Il y a plusieurs semaines, M. Crompe, de Saint-Isidore, allait trouver le clairvoyant pour en obtenir un renseignement quelconque.
Le clairvoyant commença par lui dire : «Vous demeurez à la campagne, et sur votre terre, je vois une élévation de terre et de sable. Dans le côteau, il y a une fortune, une mine d’une richesse considérable, extraordinaire.
Vous creuserez ce côteau à une profondeur de 10 à 12 pieds [environ 3,5 mètres]. Et, arrivé à cette profondeur, vous trouverez une pierre, une grosse pierre qui sera précieuse.
Vous continuerez à creuser à une profondeur de 56 à 60 pieds.

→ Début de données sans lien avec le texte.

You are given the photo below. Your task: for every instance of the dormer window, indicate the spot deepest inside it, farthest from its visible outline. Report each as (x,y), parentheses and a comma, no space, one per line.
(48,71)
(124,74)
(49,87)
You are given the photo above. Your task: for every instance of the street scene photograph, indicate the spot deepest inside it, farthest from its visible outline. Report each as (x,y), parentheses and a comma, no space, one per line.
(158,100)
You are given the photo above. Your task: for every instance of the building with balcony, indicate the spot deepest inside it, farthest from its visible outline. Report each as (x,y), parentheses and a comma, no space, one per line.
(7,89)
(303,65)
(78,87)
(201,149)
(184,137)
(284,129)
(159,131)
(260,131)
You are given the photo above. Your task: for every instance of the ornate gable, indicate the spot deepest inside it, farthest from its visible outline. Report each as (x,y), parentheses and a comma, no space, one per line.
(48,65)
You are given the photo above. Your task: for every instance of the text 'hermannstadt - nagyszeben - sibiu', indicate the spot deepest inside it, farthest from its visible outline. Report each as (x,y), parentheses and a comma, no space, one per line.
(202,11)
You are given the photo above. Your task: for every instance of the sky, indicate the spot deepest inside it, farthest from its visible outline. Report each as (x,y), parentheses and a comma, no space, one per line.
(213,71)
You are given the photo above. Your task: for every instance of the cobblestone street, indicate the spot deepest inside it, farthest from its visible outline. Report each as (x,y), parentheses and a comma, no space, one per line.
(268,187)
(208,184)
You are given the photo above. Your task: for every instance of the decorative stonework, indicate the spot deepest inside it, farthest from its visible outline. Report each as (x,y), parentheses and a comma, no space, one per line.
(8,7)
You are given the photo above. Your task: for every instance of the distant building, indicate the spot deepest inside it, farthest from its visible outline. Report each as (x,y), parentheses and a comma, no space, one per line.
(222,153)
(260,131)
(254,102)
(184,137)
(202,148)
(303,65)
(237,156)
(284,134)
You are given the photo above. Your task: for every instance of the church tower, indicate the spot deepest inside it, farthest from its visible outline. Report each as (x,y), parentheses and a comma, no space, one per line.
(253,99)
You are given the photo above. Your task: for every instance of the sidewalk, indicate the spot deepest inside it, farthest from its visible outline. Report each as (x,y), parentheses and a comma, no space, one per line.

Et là vous trouverez la fortune, la richesse, l’or.
On peut se faire facilement une idée de l’étonnement de M. Crompe.
Sans perdre de temps, il retourna chez lui et se mit en mesure de creuser son terrain à l’endroit indiqué. Il s’adressa à des ingénieurs topographes de Montréal, et les fouilles commencèrent.
À 11 ½ pieds, on trouva la grosse pierre annoncée par le clairvoyant comme devant se trouver à une profondeur de 10 à 12 pieds.

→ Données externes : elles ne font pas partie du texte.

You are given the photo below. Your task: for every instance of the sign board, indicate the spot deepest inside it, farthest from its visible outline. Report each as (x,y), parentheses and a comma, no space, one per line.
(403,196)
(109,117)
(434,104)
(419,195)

Grande joie du propriétaire du terrain. On travaille avec ardeur sur une étendue de douze pieds carrés. Malheureusement, la hâte d’arriver à la fortune fait négliger quelques précautions indispensables.
À un beau moment, il se produit un éboulement qui faillit coûter la vie aux ouvriers qui travaillent dans la mine. Ils parviennent cependant à s’en tirer sans trop de mal, et l’on se remit immédiatement à l’œuvre, en prenant soin, cette fois, de se protéger contre le danger d’un nouvel éboulement.
L’histoire de cette fortune considérable — en perspective — ne tarda pas à faire le tour des paroisses aux alentours de Saint-Isidore. La mine — déjà célèbre — fait le sujet de toutes les conversations; elle sert de but de promenade plus ou moins intéressée.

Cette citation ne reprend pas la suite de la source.